- Born: June 27, 1927 (age 99) Santa Barbara, California
- Died: November 8, 2022 (aged 95)
- Education: UCSB, University of Utah
- Known for: Climate change skepticism
- Scientific career
- Fields: Climatology, meteorology
- Workplaces: Oregon State University
- Thesis: An airborne pollution-monitoring program in an area of complex mountain-valley terrain (1975)

= George H. Taylor (meteorologist) =

American climatologist

George H. Taylor (June 27, 1927 — November 8, 2022) was the director of the Oregon Climate Service at Oregon State University in Corvallis from 1989 until his retirement on 1 May 2008.

==Education and career==
Born in Santa Barbara, California, Taylor held a B.A. in mathematics from the University of California, Santa Barbara (1969) and a M.S. in meteorology from the University of Utah (1975). In 1989, he became the director of the Oregon Climate Service at Oregon State University (OSU); in this capacity, he tracked weather and issued long-range weather forecasts for the state of Oregon. Beginning in 1991, he was popularly known as "Oregon's state climatologist." However, in 2007, the then-governor of Oregon, Ted Kulongoski, said that there was no such position in the state and demanded that Taylor stop using such a title, saying "he's not my weatherman".

Taylor was also the president of the American Association of State Climatologists from 1998 to 2000. In 2008, after he retired from OSU, he founded, and became the president of, the consulting firm Applied Climate Services.

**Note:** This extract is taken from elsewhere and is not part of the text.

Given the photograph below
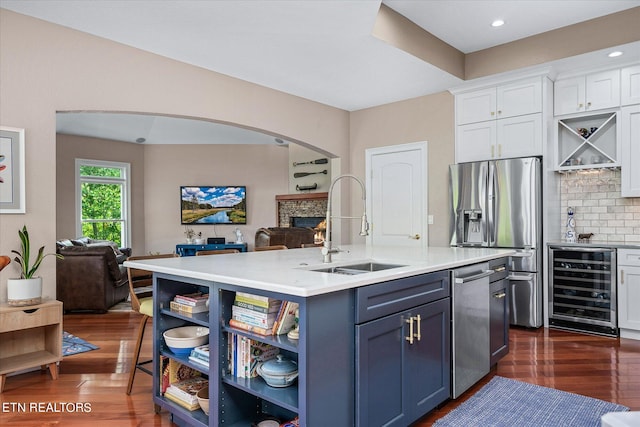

==Views on global warming==
Taylor expressed a skeptical position on global warming. While his position was at odds with the scientific consensus on the topic, he argued that "consensus in science doesn't really mean much. What matters is the truth. Often consensus is wrong." Taylor considered global warming to be primarily caused by natural variability, not human activity, though he acknowledged that both have played a role. In 2005, Taylor testified before the Environment Committee of the Oregon House of Representatives in opposition to a bill that would increase the fuel efficiency standards for automobiles in Oregon to match California's. In his testimony, he said, "I believe the effect of greenhouse gas is a relatively minor one," and "I really believe natural variation and natural factors are a bigger cause of climate change than you and I."

==Personal life==
Taylor was a vegetarian, rode a bike to Oregon State University when he worked there, and engaged in many environmentalist practices.

== Death ==
Taylor died November 8, 2022 suffering from Parkinson's Disease and Lewy Body Dementia.